• Hanifah Jones

Dancing Through Life (with Endometriosis)

Updated: Feb 27, 2020

Nikki Anderson begins her day with a glass of water and birth control. The 21-year-old rises early, around 8 a.m. to prepare for the long day ahead of her. She goes to her refrigerator, hoping to have a bit of almond milk left, and makes a cup of coffee. Nikki makes herself a small breakfast, hoping to fill her stomach so she is able to take the high dose pain medication she was prescribed by her doctor.

On the outside, Nikki looks like an average college student. She stands at average 5 feet 5 inches, with a thin frame that can be attributed to her years as an athlete and a dancer. Her brown eyes are large and welcoming, and you will never find her without a smile on her face. Friends and professors describe her as “a joy to be around” and a “kind person.” However, under the surface Nikki is living with a condition that affects about 1 in 10 women across the world: endometriosis. Endometriosis a gynecological disorder where the uterine lining tissue develops outside of the uterus, according to Mayo Clinic

Before her diagnosis Nikki lived, what she describes as “a very busy” life. Growing up in Toms River, NJ as the oldest child, with one younger brother, Nikki was always on the run. “I come from a very active family,” she said, “My parents were both athletes in high school, and we were always on the go.” At the age of five, Nikki was introduced to the love of her life: dance. Aside from dance, she became involved with field hockey in high school and participated in choir and musical theater. Her busy schedule prevented her from realizing that her health was in jeopardy.

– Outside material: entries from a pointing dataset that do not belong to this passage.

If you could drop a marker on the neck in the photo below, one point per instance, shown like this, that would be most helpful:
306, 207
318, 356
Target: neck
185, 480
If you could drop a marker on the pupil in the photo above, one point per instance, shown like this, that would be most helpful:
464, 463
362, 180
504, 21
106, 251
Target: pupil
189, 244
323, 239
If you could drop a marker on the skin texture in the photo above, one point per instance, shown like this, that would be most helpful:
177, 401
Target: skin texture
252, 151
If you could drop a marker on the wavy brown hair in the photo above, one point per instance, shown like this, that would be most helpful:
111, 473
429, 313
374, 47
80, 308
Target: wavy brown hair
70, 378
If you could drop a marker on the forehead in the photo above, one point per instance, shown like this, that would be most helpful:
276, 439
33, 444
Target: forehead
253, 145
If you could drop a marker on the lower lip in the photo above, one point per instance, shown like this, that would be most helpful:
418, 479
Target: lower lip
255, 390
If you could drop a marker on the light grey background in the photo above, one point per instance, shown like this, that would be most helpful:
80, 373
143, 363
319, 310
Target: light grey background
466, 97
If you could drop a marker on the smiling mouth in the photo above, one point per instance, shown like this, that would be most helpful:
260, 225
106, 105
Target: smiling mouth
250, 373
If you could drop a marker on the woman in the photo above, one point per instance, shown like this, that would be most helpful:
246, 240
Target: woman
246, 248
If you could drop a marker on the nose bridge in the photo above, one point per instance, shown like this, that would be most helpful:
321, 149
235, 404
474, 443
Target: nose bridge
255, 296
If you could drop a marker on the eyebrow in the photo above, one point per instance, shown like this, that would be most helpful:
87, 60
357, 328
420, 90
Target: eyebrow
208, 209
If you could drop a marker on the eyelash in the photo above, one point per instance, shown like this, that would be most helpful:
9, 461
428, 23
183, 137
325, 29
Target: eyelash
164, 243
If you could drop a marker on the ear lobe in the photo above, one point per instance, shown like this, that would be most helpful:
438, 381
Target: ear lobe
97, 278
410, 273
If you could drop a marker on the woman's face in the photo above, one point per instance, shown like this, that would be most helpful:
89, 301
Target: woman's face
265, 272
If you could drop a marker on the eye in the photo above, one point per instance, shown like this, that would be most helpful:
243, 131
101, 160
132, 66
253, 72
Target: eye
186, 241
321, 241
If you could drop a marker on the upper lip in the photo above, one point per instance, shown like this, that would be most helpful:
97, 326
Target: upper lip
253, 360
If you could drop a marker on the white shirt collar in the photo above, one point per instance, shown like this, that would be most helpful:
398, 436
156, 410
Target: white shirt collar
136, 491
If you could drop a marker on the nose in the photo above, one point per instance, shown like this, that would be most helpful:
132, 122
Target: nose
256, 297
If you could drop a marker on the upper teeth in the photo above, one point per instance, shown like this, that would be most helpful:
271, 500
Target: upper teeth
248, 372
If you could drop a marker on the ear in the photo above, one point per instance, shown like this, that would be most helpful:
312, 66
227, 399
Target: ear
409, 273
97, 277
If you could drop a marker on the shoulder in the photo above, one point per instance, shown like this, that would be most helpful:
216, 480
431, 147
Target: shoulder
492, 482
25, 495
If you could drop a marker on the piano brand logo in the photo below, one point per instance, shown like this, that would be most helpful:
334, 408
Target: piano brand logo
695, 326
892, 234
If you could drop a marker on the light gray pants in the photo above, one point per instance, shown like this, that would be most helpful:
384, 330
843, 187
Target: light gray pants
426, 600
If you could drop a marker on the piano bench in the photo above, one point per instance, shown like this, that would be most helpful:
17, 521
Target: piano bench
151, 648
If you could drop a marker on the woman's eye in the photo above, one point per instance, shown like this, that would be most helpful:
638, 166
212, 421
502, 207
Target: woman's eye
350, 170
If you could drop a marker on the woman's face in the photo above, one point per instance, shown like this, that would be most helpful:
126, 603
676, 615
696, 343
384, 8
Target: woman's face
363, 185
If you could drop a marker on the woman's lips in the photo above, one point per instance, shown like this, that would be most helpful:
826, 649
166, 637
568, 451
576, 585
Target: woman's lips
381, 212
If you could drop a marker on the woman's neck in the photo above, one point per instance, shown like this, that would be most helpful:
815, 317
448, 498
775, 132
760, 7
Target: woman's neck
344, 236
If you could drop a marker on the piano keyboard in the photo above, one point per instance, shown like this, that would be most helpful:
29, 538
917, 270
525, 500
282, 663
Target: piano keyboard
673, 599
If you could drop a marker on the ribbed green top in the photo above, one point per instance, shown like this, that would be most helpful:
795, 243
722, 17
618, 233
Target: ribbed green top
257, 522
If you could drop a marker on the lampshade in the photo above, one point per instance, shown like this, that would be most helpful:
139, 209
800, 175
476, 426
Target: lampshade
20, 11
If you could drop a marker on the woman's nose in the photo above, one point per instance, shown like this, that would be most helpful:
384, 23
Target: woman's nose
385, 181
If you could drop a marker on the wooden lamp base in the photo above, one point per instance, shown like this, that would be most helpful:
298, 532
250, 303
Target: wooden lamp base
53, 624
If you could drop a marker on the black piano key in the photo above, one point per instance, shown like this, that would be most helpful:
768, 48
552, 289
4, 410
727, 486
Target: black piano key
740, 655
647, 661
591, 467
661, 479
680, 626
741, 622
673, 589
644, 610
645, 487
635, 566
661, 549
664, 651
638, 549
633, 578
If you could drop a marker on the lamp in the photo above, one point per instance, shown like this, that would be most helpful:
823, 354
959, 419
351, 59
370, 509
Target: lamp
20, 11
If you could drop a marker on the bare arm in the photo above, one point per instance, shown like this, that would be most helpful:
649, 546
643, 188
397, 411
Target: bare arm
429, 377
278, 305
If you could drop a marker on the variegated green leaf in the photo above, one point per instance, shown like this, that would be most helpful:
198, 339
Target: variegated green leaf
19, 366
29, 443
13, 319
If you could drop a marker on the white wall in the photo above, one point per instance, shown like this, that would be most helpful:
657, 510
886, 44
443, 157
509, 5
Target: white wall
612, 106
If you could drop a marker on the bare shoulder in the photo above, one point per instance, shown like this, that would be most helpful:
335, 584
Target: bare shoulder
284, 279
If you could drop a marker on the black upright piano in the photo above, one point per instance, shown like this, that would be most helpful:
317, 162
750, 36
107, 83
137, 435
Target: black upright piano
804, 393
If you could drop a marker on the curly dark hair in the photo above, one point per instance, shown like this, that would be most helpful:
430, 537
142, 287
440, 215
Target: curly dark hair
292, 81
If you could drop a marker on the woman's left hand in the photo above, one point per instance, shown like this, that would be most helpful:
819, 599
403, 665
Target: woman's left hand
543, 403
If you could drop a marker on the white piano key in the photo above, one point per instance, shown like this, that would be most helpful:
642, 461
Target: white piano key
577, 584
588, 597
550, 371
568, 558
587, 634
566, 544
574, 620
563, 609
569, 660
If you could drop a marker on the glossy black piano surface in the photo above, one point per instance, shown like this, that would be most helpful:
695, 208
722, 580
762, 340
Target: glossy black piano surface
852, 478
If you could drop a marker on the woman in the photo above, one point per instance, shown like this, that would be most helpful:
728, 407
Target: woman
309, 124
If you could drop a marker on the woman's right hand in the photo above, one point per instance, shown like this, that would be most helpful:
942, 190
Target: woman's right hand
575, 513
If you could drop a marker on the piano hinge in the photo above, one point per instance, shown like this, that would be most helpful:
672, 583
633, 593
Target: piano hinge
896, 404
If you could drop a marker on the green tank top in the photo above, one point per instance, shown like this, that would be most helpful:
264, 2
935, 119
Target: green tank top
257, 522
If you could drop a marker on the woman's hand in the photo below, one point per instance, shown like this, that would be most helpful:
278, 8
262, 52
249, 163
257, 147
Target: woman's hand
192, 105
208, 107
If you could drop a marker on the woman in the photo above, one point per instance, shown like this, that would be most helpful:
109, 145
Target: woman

“People would always tell me ‘oh you’re not getting enough sleep’ and ‘oh you’re wearing yourself thin’” she said. “That’s just how I viewed my life that I was just a busy and active person and that was why I wasn’t feeling the best sometimes.” Nikki found herself going to the doctor with various pains more frequently. She would experience intense menstrual periods and could barely stand up straight due to the pain. Finally, in the summer of 2018, she had an incident that would provide her answers after years of suffering.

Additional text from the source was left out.